Die Bundesrepublik wird am Wochenende endgültig ihre finanziellen Schulden aus dem Ersten Weltkrieg (1914 bis 1918) begleichen. Mit dem zwanzigsten Jahrestag der Wiedervereinigung am Sonntag werden letzte Zinszahlungen in Höhe von fast 200 Millionen Euro für Staatsanleihen fällig, die in den zwanziger Jahren aufgelegt wurden, um die Entschädigungszahlungen Deutschlands nach dem Krieg zu finanzieren.

Die Zahlungen waren 1918 im Vertrag von Versailles festgelegt worden und sollten Frankreich und Belgien für die Kosten entschädigen, die den Ländern durch den Krieg entstanden waren. Die Belastung des Deutschen Reichs durch die Versailler Verträge galt als begünstigender Faktor für die Machtergreifung Hitlers.

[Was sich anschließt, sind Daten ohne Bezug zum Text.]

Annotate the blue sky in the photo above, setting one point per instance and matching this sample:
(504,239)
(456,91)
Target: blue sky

Hintergrund des Endes der Entschädigungszahlungen ist das Londoner Schuldenabkommen von 1953, in dem sich die Bundesrepublik gegenüber den Alliierten verpflichtet hatte, die Auslandsschulden des Deutschen Reiches zu übernehmen. Diese waren während des Zweiten Weltkriegs nicht mehr bedient worden. Die Regelung sah vor, dass Deutschland Anleihen zur Finanzierung der Schulden aus dem Ersten Weltkrieg erstattet. Offen blieben jedoch Zinszahlungen für die Anleihen unter anderem aus der Dawes- und der Young-Anleihe für die Jahre 1945 bis 1952.

Die Vereinbarungen von 1953 sahen vor, dass diese Zinszahlungen erst im Falle einer Wiedervereinigung Deutschlands fällig werden sollen – ein Ereignis, das damals in weiter Ferne erschien. Mit der deutsch-deutschen Wiedervereinigung wurden dann am 3. Oktober 1990 neue Anleihen aufgelegt, welche die noch offenen Zinszahlungen mit einer Laufzeit von 20 Jahren regeln sollten. Wegen dieser Regelung und dem Stichtag 3. Oktober hat Deutschland dann am Sonntag seine finanzielle Kriegsschuld 92 Jahre nach dem Vertragsschluss von Versailles endgültig beglichen.